I experienced that people got work-free income when they owned things whose values increased because of increased demand, or because of decreased supply. It happened to services, to stocks of goods, bonds, shares, livestock, real estate or other monopolies, or whatever. The reason for increased demand or decreased supply could differ from case to case, such as failing harvest, blockade, war, new technology, successful sales promotion, lower taxes, increased population, withdrawn restriction on trade, progress in the society’s economy, etc. However, sometimes values decreased because the demand slowed down, or because the supply increased.

Values of Real Estate (landed properties) were most of the time increasing because the development of society escalated; but sometimes set in an economic crisis that decreased values of Real Estate.

Experiences have proved that that has happened through centuries approximately every 18th year (so the next crisis may be around 2026). The events that triggered these backlashes differed from crisis to crisis, but they have happened anyway approximately every 18 years. It is bad luck if you have to sell your property when its market-value is low. If you don’t have to sell, you may expect that the value will regain later. If you are well off you might take advantage of the depression and buy a cheap property.

The seriousness of the crises seems to escalate from one 18 years’ period to the next (so the 2026-one will probably be really bad), and always the people who don’t own things of value – comprising most young people – and only live of what they earn by their work, or of a pension that have been reduced by taxes and by other unavoidable expenses claimed by powerful claimants, are among those who suffer most, unless they are gifted with or have developed strongly sought-after abilities.

*

I find it excellent when talented and skilled and hardworking people earn great money by their productive exertions (physical or intellectual) that make the community a better and a more enjoyable place to live.
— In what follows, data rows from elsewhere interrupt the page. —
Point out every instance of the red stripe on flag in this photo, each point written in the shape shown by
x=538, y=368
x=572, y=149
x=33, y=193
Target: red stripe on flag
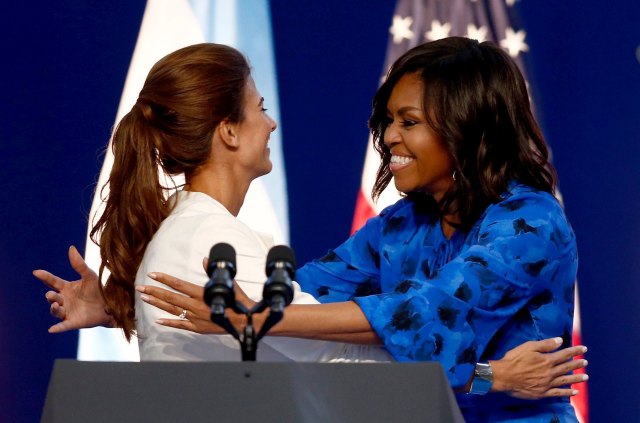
x=363, y=212
x=580, y=401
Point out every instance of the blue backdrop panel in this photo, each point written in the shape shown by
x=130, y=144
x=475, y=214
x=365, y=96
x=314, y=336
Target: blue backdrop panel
x=64, y=65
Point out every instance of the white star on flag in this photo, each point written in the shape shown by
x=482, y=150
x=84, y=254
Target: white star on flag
x=400, y=29
x=438, y=31
x=476, y=33
x=514, y=42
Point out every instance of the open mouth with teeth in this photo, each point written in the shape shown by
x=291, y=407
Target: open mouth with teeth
x=398, y=162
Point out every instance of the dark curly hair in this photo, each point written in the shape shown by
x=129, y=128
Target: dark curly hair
x=476, y=100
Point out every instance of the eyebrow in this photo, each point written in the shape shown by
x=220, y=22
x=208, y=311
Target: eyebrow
x=406, y=109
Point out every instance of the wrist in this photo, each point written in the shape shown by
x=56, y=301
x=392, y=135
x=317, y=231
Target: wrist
x=482, y=380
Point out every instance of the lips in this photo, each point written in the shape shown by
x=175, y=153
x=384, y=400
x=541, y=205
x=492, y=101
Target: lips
x=399, y=162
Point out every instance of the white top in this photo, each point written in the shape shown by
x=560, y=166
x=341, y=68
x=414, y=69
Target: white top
x=184, y=238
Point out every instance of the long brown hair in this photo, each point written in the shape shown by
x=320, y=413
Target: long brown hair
x=476, y=100
x=185, y=96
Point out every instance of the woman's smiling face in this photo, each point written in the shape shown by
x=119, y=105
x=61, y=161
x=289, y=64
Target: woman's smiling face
x=419, y=161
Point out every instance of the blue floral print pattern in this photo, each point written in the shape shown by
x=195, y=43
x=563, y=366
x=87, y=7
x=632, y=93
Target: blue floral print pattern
x=461, y=300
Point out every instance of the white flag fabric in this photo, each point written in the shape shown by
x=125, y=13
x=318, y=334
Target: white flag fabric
x=168, y=25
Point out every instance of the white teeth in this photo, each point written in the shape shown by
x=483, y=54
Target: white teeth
x=401, y=159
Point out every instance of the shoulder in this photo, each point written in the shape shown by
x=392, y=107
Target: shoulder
x=525, y=211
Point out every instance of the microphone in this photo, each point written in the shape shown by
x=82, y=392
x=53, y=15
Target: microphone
x=280, y=269
x=221, y=269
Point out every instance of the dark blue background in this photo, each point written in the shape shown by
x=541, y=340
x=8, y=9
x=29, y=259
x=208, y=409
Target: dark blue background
x=63, y=68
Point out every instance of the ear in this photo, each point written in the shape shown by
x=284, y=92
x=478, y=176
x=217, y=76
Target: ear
x=228, y=133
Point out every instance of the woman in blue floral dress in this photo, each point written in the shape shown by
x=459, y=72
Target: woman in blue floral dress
x=477, y=258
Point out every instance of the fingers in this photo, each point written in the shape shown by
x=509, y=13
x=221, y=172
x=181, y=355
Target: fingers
x=49, y=279
x=569, y=366
x=567, y=354
x=163, y=299
x=54, y=297
x=57, y=311
x=179, y=324
x=546, y=345
x=559, y=392
x=179, y=285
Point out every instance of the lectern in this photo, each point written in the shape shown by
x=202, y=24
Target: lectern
x=255, y=392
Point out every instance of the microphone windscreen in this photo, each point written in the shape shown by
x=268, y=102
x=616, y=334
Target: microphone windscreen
x=280, y=253
x=221, y=252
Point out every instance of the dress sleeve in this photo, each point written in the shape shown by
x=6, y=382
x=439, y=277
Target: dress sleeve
x=351, y=270
x=520, y=248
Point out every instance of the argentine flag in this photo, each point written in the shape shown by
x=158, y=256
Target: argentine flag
x=168, y=25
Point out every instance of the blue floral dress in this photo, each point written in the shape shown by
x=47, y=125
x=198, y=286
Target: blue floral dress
x=470, y=298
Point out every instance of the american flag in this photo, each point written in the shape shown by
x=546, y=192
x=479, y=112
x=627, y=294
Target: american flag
x=418, y=21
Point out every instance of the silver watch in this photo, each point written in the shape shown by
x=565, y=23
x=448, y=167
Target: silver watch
x=482, y=379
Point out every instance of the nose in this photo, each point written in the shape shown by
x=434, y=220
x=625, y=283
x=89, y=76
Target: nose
x=391, y=135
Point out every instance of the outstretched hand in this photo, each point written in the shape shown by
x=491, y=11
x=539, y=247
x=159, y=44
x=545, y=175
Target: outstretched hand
x=78, y=304
x=536, y=370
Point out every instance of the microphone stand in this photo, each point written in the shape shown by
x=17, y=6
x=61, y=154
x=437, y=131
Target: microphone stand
x=249, y=339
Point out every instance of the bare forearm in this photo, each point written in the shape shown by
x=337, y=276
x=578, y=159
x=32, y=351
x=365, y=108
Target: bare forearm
x=341, y=322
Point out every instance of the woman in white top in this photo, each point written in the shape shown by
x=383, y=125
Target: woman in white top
x=199, y=114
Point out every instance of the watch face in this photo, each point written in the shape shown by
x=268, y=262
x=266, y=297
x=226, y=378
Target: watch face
x=484, y=371
x=482, y=379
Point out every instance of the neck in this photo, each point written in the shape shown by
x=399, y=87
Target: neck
x=448, y=225
x=221, y=185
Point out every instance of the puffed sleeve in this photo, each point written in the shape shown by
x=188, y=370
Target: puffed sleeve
x=522, y=246
x=352, y=269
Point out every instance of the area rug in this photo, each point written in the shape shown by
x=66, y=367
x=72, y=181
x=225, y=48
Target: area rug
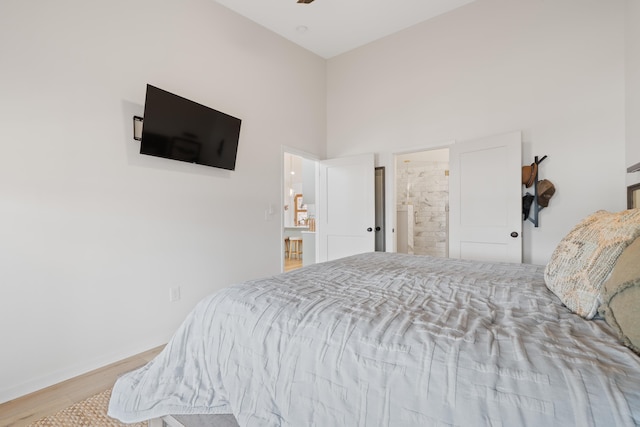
x=91, y=412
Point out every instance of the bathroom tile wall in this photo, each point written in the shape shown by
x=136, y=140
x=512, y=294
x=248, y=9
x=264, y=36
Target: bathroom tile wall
x=425, y=185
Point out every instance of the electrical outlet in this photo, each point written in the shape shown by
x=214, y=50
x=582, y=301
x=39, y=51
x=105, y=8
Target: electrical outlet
x=174, y=294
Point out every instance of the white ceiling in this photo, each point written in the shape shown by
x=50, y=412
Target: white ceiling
x=331, y=27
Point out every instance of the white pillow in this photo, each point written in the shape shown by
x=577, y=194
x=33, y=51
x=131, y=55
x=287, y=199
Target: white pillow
x=584, y=258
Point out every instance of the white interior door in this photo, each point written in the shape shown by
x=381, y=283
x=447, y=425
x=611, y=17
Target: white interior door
x=485, y=190
x=346, y=217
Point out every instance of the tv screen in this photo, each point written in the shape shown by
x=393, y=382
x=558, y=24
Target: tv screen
x=179, y=129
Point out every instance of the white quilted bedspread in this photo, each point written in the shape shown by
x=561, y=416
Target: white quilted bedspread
x=390, y=340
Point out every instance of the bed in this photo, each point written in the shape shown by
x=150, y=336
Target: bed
x=392, y=340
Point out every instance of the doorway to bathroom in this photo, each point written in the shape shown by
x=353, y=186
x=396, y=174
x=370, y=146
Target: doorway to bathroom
x=422, y=202
x=299, y=215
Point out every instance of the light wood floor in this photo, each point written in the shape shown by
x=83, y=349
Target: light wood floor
x=48, y=401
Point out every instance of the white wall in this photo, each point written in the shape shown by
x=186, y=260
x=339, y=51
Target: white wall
x=632, y=27
x=554, y=70
x=92, y=234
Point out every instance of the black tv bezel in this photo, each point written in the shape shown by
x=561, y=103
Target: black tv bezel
x=170, y=98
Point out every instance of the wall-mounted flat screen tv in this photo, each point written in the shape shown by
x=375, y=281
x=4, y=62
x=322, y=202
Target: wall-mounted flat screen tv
x=179, y=129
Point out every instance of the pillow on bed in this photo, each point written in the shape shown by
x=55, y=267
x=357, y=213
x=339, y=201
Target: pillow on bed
x=621, y=300
x=584, y=258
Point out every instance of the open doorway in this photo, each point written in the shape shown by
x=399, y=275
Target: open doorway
x=299, y=218
x=422, y=202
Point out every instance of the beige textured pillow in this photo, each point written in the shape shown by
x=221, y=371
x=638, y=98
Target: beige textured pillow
x=584, y=258
x=621, y=300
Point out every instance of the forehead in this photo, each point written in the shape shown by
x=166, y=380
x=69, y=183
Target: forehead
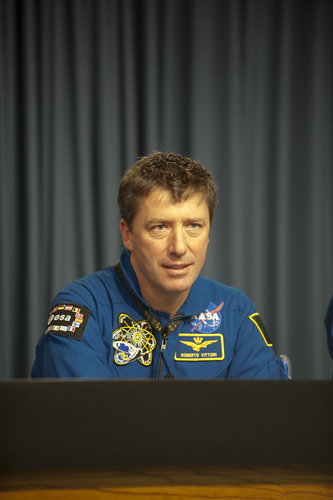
x=161, y=200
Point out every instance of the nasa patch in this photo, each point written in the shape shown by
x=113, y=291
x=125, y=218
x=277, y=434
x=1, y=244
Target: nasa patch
x=68, y=320
x=209, y=320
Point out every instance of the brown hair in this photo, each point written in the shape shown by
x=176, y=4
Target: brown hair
x=178, y=174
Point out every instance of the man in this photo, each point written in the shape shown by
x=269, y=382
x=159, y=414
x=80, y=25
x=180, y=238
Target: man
x=152, y=315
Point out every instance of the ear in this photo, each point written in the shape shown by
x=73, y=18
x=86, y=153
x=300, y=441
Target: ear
x=126, y=235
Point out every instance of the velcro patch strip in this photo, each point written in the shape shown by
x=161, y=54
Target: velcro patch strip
x=256, y=319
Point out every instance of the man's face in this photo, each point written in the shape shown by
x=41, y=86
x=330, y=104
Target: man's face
x=168, y=244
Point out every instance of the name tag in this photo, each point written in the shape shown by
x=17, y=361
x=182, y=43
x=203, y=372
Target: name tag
x=204, y=347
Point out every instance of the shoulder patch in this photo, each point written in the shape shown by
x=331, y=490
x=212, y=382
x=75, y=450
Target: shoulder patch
x=261, y=327
x=68, y=320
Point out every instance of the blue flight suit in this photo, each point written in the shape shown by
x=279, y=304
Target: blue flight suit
x=99, y=329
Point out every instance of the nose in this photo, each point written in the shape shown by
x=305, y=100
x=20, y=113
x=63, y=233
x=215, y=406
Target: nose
x=177, y=244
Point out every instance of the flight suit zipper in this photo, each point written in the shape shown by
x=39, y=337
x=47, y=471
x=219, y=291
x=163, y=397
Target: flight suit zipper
x=163, y=347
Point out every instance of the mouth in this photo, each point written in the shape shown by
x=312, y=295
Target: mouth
x=177, y=267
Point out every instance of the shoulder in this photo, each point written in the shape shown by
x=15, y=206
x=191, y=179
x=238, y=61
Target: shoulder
x=232, y=297
x=89, y=290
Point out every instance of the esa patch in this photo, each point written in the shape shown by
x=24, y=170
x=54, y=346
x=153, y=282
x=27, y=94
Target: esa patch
x=261, y=327
x=203, y=347
x=207, y=321
x=68, y=320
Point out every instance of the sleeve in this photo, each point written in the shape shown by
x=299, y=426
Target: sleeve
x=254, y=356
x=72, y=345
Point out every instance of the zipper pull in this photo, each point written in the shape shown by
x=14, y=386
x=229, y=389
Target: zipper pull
x=164, y=342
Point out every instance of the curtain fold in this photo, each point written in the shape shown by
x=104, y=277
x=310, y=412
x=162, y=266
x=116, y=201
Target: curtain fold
x=245, y=86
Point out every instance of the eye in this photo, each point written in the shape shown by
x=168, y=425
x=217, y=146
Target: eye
x=194, y=226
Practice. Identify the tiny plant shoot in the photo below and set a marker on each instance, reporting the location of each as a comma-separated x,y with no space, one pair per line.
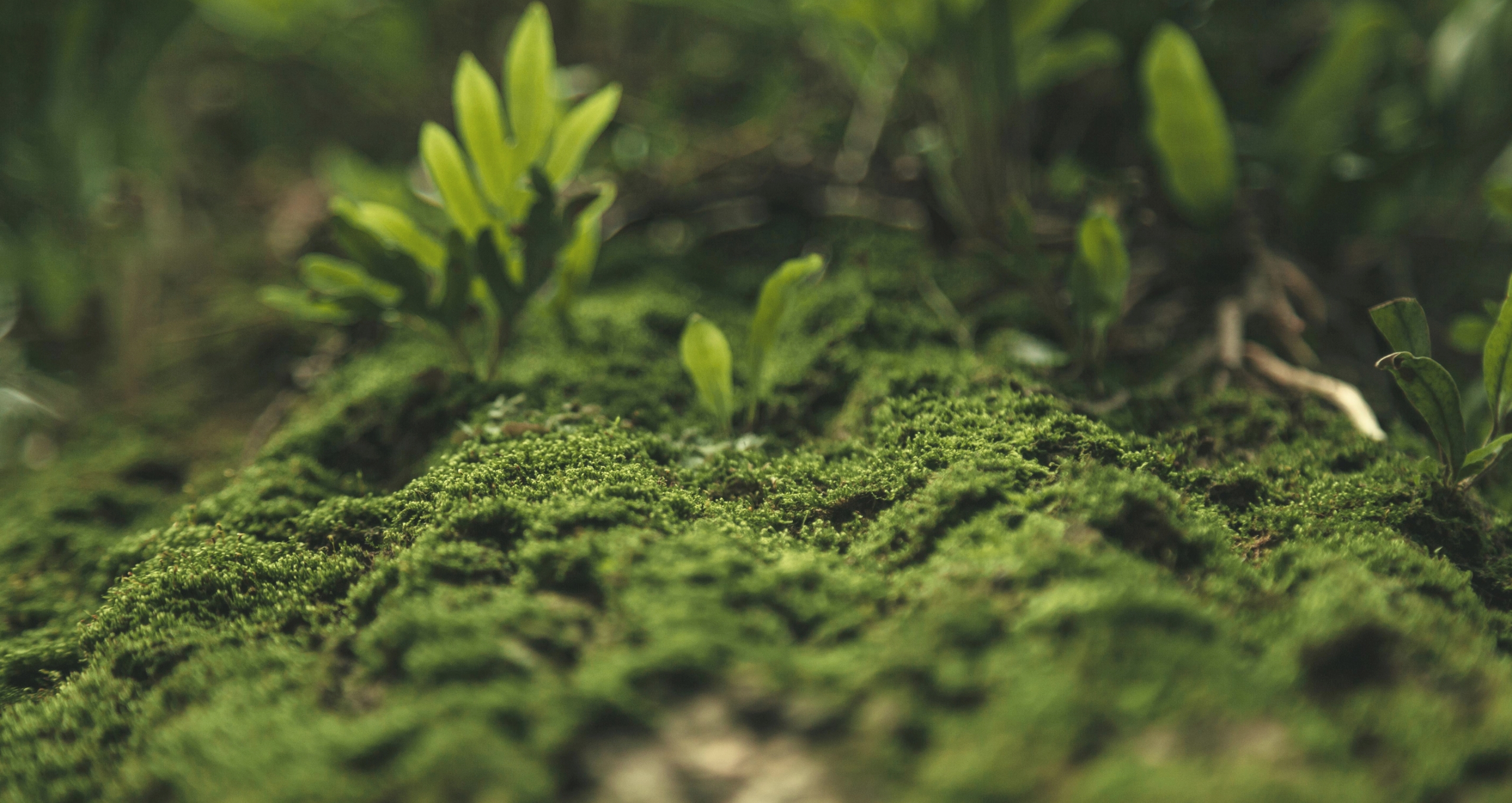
706,356
706,353
1100,279
513,235
1434,394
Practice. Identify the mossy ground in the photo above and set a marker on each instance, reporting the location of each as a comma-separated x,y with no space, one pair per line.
932,581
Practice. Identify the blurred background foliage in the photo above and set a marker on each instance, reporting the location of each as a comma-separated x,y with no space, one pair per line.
159,161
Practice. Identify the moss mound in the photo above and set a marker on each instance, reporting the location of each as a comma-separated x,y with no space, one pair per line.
930,581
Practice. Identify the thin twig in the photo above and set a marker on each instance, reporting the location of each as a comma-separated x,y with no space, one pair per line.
1338,392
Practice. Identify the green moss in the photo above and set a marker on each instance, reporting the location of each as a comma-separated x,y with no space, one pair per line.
933,580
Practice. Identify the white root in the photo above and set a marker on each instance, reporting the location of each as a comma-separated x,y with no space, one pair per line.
1338,392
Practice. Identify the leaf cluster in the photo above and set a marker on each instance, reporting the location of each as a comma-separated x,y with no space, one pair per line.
706,353
514,232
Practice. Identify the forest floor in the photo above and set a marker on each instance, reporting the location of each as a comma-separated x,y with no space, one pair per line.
924,577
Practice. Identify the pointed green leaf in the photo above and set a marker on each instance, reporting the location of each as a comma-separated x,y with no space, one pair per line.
1434,394
775,300
543,232
578,132
1187,128
531,76
383,263
298,305
480,120
706,357
1485,454
492,265
1405,325
1101,274
1497,362
341,279
444,159
576,260
398,230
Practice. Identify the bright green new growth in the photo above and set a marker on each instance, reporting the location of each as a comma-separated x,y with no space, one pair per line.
1187,128
511,232
706,357
776,297
1100,277
1434,394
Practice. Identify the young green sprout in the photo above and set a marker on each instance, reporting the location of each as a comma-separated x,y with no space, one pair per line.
1432,392
1100,279
706,356
511,233
706,353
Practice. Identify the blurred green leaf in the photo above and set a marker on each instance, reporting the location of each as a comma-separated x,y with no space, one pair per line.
398,230
1063,60
1434,394
706,357
1497,362
341,279
480,120
1187,126
578,259
298,305
444,159
1405,325
1318,120
1101,274
531,77
578,132
776,295
1476,462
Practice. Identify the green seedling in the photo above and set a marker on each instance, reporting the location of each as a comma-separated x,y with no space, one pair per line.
513,235
706,356
1100,279
1187,128
706,353
1432,392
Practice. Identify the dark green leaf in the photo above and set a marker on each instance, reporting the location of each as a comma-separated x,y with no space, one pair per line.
1187,126
300,305
1405,325
1496,362
775,298
706,357
458,282
1485,454
1434,394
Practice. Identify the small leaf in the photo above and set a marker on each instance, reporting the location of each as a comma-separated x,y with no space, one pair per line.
531,74
458,282
480,120
578,132
341,279
543,232
575,262
1187,128
300,305
398,230
1101,274
1434,394
775,300
444,159
1485,454
706,356
1405,325
1496,362
383,263
493,267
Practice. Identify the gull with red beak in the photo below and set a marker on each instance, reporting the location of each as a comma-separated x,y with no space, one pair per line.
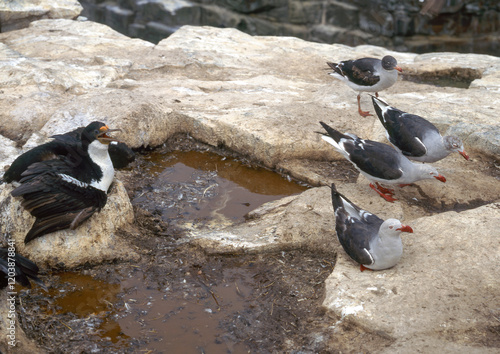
416,137
372,242
64,191
379,162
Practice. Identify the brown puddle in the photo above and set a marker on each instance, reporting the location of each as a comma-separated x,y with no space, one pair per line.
192,313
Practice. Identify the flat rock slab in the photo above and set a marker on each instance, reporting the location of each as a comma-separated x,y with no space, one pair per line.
445,286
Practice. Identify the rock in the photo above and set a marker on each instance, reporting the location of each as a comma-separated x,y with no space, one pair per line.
12,332
262,97
20,13
95,241
303,221
442,285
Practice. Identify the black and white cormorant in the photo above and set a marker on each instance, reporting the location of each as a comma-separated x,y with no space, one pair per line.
63,144
64,191
24,269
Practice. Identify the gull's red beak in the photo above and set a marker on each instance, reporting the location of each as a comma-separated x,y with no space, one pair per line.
405,228
440,178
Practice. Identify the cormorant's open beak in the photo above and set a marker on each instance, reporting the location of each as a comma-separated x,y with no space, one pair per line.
464,154
440,178
103,136
405,228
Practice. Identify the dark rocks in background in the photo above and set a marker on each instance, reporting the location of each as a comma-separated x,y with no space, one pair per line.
410,25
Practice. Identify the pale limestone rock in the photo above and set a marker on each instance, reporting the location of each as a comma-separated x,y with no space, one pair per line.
302,221
92,242
20,13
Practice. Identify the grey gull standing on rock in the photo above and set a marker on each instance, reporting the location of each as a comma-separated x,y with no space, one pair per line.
416,138
379,162
372,242
367,75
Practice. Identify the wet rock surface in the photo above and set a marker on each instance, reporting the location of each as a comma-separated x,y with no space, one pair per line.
262,98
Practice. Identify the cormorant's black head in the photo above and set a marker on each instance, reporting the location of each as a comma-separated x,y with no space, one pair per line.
97,131
390,63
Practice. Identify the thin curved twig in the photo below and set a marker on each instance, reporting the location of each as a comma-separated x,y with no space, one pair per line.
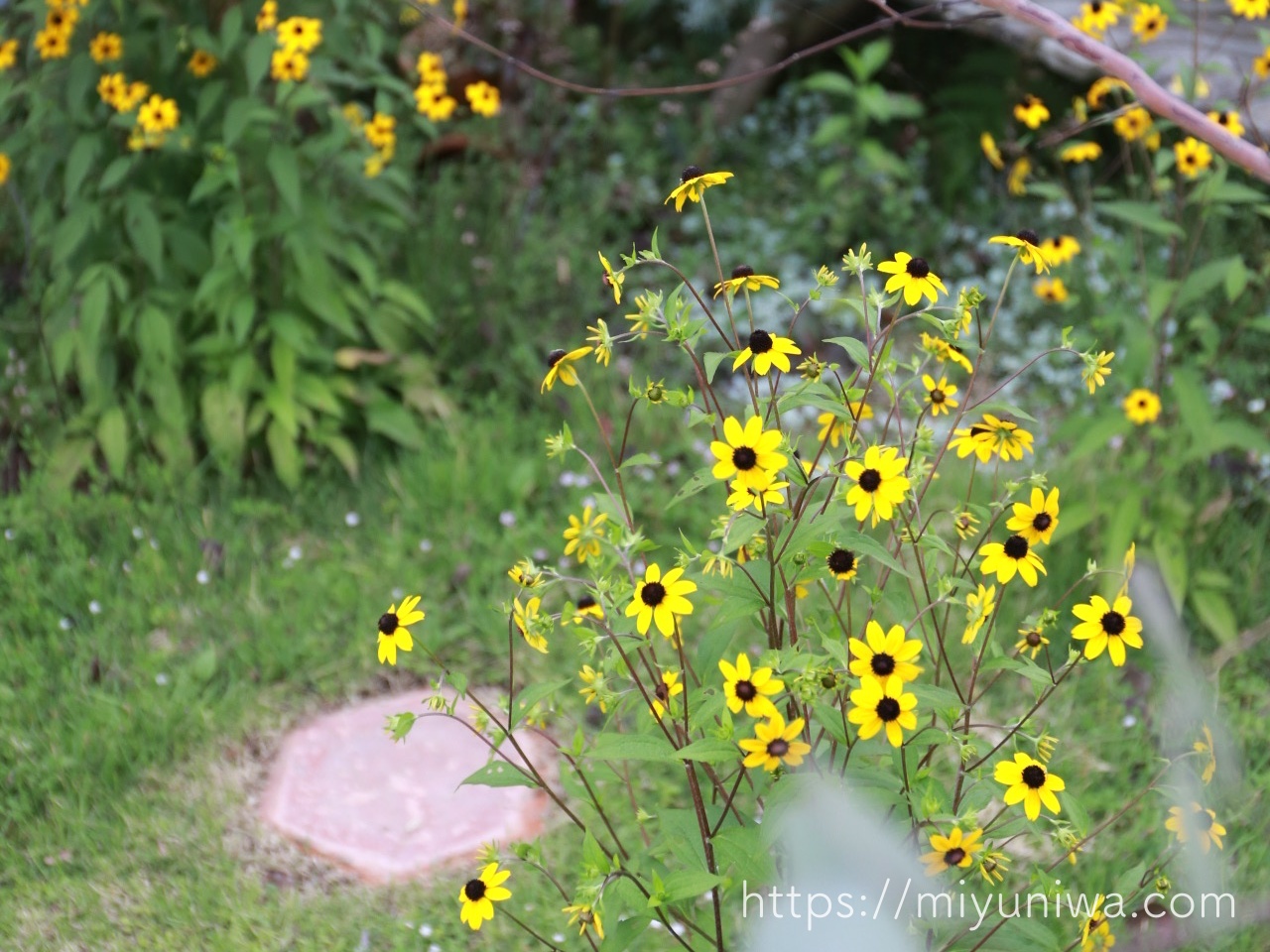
1150,93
But I – urging for equal possibilities to all human beings – don’t like and am very much annoyed with and against that the Government allows and protects some people to absorb for their private satisfaction gifts of nature and society that could have been natural free gifts to all mankind.

I agree that landowners must have exclusive right to use their land, but they don’t need and should not be allowed to keep the Rent of Land created by Nature and by the Society, and other monopolists should not be allowed to keep the Extra monopoly-profits they charge on top of the prices they would have been satisfied with had they not had the monopolies.

Monopolies are approved and protected by the Government and the extra Monopoly-Profits should go to the public and be used to the benefit of people in general. Then dead-weight taxes on productive people could be reduced, maybe abolished.

Landless people and people without any monopoly, who are unable to absorb anything of the free gifts of nature and society, are cheated every day, month after month, year by year, by the system that lead the values of nature and society to a few holders of monopolies and economic privileges.

As long as a Government maintains such a system, I accept that individual citizens seek to get a share of the free gifts of nature one way or another in order to reduce the cheating they would else suffer every day. I sympathise with those who – in order to diminish the cheating they were else exposed to – urge for getting a house and its today privatised rent of land; but I become sad when such people care for themselves only, and ignore that their fellow citizens – working but landless – are cheated daily for advantages they could have of public collection of publicly created values and public use of it to the benefit of people in general.

As long as the technological development of societies are progressing, the market will provide producers with reasonable market wages – even when the gap between landowners and landless people expands. However, if we keep the system as it is to-day, when the technological progress has to stop (because of climate change, pollution, or whatever) the market wages will sink towards minimum existence.